トランプ関税で世界中が大騒ぎ。4月初旬に貿易相手国の関税率や非関税障壁を踏まえてた「相互関税」として、日本には24%の課税。また、すべての国や地域を対象に一律で10%の関税を課すこともあわせて発表し、世界経済への大きな影響が懸念されました。その後、「相互関税」を90日間停止する決定を発表。世界中がトランプ大統領の一挙手一投足に注目しています。
第1次トランプ政権から当方が不思議に思っていることがあります。メディアに登場するコメンテーターや巷のビジネス関係者の多くが、トランプ氏のことをトランプ「大統領」ではなく、トランプ「さん」と呼んでいるという事実です。今回は、なぜ日本人の多くはトランプ「大統領」ではなく、トランプ「さん」と呼ぶのか?について考えてみたいと思います。

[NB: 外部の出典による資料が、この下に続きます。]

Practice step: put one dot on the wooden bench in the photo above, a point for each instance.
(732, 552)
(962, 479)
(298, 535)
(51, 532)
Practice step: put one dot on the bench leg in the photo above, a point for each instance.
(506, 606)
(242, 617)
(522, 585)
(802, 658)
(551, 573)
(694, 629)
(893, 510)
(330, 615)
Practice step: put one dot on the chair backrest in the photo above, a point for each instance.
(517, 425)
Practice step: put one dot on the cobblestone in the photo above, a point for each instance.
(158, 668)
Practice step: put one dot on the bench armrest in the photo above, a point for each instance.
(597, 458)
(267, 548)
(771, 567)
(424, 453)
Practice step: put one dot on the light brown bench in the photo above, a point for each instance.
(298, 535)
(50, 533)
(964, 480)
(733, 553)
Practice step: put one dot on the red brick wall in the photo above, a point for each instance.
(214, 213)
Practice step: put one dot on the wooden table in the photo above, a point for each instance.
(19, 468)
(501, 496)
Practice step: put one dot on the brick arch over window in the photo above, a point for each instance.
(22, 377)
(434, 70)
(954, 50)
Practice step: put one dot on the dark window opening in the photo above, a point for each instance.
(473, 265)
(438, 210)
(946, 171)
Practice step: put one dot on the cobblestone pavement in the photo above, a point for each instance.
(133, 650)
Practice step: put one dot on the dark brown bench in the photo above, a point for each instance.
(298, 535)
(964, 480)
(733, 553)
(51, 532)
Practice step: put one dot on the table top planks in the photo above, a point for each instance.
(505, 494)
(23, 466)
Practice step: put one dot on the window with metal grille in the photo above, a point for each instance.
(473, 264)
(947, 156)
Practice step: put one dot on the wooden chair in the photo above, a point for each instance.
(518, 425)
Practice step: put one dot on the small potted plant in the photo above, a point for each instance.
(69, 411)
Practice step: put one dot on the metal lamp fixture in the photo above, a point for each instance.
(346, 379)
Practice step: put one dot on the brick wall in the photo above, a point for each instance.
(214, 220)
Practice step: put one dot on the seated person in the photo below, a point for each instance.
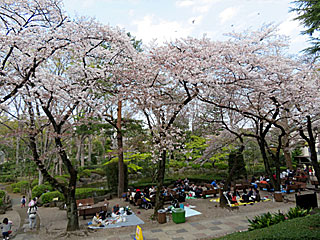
(234, 198)
(137, 196)
(97, 221)
(115, 210)
(229, 196)
(245, 197)
(198, 192)
(250, 193)
(256, 196)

日本人がトランプ大統領をトランプ「さん」と呼ぶ背景には、心理的防衛メカニズムが関与している可能性があります。強い権威や影響力を持つ人物に対して、親しみや敬意を込めた呼び方をすることで、無意識にその人物を「脅威」として認識する感覚を和らげる効果を「認知的不協和の解消」と呼びます。トランプ氏のような強烈な個性や発言が日本人にとって潜在的な不安や緊張を引き起こすため、「さん」付けすることでその緊張を緩和し、心理的なバランスを保とうとしているのではないでしょうか?
それほど無意識に日本人は「既存秩序の破壊者」とも言われるトランプ氏を恐れていると言えます。しかしながら、我々ビジネスパーソンが「ただただ恐れて静観しているだけ」では、ビジネスチャンスを逃し続けるだけです。日々、移り行く事態を注視しながら、最善のアクションを模索しなければなりません。具体的には、不確実性が高いアメリカ市場へ向けていた経営資源を東南アジアやEUなどの市場展開にも分散させることが1つの対応策になることは言うまでもありません。

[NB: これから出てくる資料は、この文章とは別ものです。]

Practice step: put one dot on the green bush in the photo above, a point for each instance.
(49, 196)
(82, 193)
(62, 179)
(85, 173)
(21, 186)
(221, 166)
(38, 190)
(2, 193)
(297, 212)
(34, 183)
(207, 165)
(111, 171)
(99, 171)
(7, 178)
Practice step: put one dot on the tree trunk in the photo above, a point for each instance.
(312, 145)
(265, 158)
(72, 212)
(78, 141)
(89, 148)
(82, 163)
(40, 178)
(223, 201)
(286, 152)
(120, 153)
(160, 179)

【吹いている風がまったく同じでも、ある船は東へ行き、ある船は西へ行く。進路を決めるのは風ではない、帆の向きである。人生の航海でその行く末を決めるのは、なぎでもなければ、嵐でもない、心の持ち方である。】 19世紀に主に活躍したアメリカの著作家・詩人、エラ・W・ウィルコックスの言葉です。トランプ氏の一挙手一投足(風向き)を注視しながらも、本質的に取るべきアクション(帆の操作)を着実に行なうこと。それが2025年の今、我々ビジネスパーソンに必要な「心の持ち方」なのです。